In a way, as cute as the show can be, that's how morbid some of the jokes can get, and I have a weird sense of respect for that. While I don't want to subscribe to overly cynical or depressingly nihilistic shows, I do love me some black humor from time to time, and Ms. Vampire Who Lives in My Neighborhood is pretty good at it whenever it wants to.

The biggest non-sequitor seems to be the whole "vampires are a secret" thing. Sophie and Ellie are vampires, and there seems to be this unspoken agreement that "normies" would probably be better off not knowing about vampires living in their neighborhood, but neither the vampire or the non-vampire girls are shy of sharing that information with people they just met if they feel the situation warrants it, and that's not even going into the fact that there are websites that sell blood, presumably specifically for the benefit of vampires. They are myths or urban legends, but Akari and her classmates seems fairly quick on the uptake when irreversible evidence are presented, and even the occult club at Akari's school are fairly lax with their excitement over this. In addition, the show often does the "girls shouldn't be outside late", presumably to avoid bad people, but most male character I saw in the show seemed like assaulting girls wouldn't even cross their minds for a second, which I actually appreciated.

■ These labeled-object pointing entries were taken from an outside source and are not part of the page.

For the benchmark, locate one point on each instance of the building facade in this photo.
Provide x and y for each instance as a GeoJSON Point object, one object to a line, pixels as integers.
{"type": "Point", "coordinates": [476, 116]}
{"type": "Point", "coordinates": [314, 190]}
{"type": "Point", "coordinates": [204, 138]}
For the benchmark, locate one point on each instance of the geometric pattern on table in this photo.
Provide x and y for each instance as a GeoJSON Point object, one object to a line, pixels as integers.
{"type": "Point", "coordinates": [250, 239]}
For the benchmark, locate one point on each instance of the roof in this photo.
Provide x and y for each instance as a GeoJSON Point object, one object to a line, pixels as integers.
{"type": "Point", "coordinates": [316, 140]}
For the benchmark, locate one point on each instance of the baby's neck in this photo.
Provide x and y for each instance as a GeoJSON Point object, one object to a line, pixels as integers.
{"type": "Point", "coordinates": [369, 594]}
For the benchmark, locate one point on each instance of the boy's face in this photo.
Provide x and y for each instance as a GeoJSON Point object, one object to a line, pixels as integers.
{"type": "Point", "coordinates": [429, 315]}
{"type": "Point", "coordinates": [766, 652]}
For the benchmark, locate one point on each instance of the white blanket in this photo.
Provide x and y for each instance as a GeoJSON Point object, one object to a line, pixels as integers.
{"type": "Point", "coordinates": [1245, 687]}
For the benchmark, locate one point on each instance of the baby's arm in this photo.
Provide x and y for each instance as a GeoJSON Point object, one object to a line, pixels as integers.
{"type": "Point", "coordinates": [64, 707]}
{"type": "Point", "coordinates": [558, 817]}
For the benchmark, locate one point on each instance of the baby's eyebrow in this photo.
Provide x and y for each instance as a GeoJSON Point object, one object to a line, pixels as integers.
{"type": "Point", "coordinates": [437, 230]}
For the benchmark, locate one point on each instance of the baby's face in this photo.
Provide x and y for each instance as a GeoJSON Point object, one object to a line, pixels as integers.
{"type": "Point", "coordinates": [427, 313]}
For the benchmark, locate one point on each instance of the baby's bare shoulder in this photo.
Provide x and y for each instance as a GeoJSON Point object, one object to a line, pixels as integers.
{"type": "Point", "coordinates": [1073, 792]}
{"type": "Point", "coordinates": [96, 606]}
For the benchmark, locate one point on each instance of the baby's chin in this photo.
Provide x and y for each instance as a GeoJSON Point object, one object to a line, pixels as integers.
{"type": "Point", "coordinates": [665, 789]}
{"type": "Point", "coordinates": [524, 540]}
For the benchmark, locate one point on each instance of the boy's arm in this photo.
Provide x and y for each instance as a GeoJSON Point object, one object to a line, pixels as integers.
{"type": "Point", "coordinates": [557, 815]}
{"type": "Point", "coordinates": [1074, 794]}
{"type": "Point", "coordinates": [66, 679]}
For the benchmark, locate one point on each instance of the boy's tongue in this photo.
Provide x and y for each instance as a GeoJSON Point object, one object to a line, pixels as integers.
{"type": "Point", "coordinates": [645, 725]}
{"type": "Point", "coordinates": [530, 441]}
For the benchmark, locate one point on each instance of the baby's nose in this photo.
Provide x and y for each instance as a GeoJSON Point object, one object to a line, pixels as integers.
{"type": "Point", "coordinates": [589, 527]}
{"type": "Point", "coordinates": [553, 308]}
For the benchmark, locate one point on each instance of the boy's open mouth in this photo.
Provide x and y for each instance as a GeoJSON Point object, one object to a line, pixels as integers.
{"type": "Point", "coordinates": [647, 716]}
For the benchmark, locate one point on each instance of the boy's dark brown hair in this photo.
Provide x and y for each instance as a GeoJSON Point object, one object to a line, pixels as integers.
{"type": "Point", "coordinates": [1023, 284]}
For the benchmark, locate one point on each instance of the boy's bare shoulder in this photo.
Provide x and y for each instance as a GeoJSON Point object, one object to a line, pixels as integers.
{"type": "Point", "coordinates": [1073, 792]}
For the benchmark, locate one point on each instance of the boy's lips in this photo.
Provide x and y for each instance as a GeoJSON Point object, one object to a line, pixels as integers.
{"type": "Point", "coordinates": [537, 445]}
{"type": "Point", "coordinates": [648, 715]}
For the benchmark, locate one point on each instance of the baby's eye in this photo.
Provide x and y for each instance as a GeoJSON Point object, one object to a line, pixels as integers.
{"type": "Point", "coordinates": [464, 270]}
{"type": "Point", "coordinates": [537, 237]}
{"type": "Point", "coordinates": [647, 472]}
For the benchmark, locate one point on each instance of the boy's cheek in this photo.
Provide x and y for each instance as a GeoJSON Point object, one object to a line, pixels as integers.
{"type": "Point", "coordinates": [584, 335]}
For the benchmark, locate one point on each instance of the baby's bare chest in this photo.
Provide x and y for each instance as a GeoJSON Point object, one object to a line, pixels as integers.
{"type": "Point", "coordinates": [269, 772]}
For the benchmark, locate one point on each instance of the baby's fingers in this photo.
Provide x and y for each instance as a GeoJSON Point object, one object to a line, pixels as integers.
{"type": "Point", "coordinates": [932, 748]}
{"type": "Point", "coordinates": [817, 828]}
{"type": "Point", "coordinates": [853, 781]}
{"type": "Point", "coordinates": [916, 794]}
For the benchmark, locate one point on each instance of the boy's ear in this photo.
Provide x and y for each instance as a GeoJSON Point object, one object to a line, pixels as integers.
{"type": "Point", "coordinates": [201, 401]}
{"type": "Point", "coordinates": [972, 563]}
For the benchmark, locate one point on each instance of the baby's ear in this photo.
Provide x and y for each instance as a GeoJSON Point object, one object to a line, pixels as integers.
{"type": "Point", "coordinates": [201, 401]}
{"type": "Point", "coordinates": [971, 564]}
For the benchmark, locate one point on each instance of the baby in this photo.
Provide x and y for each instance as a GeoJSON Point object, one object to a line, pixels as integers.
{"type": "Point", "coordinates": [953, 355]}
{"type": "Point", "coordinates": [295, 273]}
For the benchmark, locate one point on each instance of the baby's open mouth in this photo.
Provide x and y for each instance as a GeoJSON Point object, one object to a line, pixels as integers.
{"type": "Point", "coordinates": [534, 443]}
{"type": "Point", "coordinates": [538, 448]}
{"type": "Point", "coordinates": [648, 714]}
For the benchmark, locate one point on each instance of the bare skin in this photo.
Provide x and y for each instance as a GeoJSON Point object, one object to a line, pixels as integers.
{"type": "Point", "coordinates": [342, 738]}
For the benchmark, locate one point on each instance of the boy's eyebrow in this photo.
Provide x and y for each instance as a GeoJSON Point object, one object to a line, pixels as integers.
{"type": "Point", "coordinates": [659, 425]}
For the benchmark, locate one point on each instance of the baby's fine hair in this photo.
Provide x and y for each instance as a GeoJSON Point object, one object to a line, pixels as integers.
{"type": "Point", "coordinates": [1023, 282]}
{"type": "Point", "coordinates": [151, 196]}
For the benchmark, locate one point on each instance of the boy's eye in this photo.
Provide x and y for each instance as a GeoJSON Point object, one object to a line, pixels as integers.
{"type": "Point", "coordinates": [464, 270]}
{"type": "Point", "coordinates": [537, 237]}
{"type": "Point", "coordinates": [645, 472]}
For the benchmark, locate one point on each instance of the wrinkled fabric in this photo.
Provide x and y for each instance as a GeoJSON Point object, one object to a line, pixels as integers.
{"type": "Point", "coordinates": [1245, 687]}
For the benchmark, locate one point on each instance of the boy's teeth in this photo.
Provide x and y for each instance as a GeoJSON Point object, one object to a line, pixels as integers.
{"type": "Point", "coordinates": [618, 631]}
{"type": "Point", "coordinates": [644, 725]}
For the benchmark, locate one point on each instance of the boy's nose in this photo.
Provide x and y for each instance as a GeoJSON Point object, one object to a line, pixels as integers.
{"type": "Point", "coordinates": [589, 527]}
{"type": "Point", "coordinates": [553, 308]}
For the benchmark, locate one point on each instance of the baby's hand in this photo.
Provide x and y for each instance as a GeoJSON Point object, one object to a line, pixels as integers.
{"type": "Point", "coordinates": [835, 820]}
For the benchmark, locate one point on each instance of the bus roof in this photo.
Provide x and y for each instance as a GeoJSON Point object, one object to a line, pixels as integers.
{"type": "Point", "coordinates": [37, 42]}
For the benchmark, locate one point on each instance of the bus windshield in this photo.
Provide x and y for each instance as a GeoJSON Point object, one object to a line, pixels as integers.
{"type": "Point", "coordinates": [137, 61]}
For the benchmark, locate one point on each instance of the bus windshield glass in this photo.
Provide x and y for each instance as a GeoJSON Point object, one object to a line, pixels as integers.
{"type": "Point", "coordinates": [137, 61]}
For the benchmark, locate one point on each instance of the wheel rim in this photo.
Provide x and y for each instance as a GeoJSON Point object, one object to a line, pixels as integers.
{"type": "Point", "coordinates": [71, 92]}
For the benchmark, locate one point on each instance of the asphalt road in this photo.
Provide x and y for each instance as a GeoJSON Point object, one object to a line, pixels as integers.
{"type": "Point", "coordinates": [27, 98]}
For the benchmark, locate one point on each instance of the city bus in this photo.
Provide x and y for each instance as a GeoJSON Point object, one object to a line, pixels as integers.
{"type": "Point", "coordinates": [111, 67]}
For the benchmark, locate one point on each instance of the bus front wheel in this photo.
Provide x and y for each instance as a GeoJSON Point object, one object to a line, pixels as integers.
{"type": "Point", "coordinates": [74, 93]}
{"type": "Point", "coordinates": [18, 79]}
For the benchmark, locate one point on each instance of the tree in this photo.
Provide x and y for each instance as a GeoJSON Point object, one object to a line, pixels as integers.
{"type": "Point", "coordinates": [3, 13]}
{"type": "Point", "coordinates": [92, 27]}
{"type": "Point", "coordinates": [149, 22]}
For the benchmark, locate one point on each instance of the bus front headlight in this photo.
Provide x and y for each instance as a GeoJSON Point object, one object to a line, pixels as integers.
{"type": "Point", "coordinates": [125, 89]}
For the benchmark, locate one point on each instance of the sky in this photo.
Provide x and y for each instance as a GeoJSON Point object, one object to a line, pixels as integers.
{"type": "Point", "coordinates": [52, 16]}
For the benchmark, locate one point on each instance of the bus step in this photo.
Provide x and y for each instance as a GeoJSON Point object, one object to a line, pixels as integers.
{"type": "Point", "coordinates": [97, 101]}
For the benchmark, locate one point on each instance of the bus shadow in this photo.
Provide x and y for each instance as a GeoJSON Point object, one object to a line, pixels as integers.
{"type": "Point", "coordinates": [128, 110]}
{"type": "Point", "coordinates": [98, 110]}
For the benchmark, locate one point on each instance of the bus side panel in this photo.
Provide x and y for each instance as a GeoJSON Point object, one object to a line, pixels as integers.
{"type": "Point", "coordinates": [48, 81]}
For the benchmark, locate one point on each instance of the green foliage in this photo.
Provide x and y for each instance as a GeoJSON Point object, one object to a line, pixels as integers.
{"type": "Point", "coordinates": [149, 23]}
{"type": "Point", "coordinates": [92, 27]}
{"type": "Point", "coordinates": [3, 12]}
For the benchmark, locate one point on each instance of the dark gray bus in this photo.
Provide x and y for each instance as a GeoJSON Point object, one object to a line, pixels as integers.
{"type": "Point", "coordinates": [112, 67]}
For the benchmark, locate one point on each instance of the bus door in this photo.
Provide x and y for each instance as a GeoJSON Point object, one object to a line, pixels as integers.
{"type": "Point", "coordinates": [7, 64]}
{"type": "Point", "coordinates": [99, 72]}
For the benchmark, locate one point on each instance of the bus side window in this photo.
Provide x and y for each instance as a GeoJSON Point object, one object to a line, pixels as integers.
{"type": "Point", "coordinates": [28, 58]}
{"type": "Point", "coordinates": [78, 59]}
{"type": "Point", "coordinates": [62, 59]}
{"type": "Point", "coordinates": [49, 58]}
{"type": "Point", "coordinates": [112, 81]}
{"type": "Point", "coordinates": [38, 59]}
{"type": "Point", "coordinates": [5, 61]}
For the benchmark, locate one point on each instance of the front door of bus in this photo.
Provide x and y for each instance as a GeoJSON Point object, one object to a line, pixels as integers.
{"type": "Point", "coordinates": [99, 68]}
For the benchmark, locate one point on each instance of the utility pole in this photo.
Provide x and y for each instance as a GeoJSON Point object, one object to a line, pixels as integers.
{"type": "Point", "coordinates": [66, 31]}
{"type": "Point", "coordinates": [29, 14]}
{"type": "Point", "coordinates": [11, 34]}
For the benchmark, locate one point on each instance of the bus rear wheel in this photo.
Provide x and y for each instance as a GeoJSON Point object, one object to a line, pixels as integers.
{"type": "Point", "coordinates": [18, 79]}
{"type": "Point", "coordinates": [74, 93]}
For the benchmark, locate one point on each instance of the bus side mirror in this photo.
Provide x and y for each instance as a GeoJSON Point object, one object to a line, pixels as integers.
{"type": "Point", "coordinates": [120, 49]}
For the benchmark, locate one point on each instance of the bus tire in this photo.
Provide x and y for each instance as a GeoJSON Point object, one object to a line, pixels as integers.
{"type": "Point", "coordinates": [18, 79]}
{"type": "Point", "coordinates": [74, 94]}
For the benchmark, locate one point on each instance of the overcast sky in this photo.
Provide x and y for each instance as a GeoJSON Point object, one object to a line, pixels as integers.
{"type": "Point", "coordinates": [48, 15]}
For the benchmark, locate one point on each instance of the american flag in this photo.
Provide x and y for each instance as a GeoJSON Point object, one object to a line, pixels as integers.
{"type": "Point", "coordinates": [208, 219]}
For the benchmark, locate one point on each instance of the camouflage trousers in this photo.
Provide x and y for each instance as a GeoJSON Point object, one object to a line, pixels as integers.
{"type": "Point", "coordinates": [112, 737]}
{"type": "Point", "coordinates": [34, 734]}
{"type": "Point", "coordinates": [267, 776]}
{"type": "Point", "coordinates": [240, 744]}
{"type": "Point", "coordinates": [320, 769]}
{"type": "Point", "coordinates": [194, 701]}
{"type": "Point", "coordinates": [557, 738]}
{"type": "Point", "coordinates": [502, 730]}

And the joke is also apparently that Ellie, despite looking like the little sister alongside Sophie, is over 400 years old. Granted, it makes sense since you're basically locked into whatever age you were turned, and Ellie does look younger than Sophie, if just a little. Ellie herself is a weird mix between very selfish and more thoughtful than most of the others. Like Akari, she sort of just invites herself into Sophie's house and takes it a step further by frivolously wasting her blood reserves, but she's also a bit more lively than the others. Then again, she adapts to the modern world a good deal quicker than Sophie, who seems to be satisfied just sitting inside and watching anime or playing videogames all day.

All in all, Ms. Vampire Who Lives in My Neighborhood is a pretty decent show altogether, the only stumbling block being whatever feelings you might have about Akari's selfishness and complete lack of respect for people's boundaries. The show does have a sexual undertone, but it's mild enough that you don't need to be concerned, even if the audience is in their early teens. The whole aspect with vampires is topically varied enough that you probably won't feel it's just tacked on to draw the monster girl crowd either. I can't really say how it stands out amongst the other for the potential yuri fan; Nico would be better able to fill you in on that front. To be honest, I have a hard time giving an explanation of why you'd prioritize this show over others, but if you're reading this to get an answer to your question of whether it's worth watching, I'd like to answer that with a pretty clear "yes".

It's a bit of a weak four, but Ms. Vampire serves up a pretty nice helping of vampire comedy. If you can tolerate an at first inconsiderate main lead, you should have a good time with this show.Stig Høgset

Recommended Audience: The show isn't overtly sexual; most of what's there is centered around kissing and fairly mild physical intimacy. Hinata's chest does get to be the center of conversation, seeing as she's the only among the main cast who has been significantly developed on that front, but mainly as a point of contention between her and Ellie, and Ellie's anger about being locked in a somewhat prepubescent form due to her vampirisim. Even as the girls go to the beach at some point, which isn't Sophie and Ellie's favorite place to be for obvious reasons, the show never gets particularly fanserviceish.

Version(s) Viewed: Digital stream on Crunchyroll, Japanese with English subs.
Review Status: Full (12/12)
Ms. Vampire Who Lives in My Neighborhood © 2018 AXsiZ, Studio Gokumi.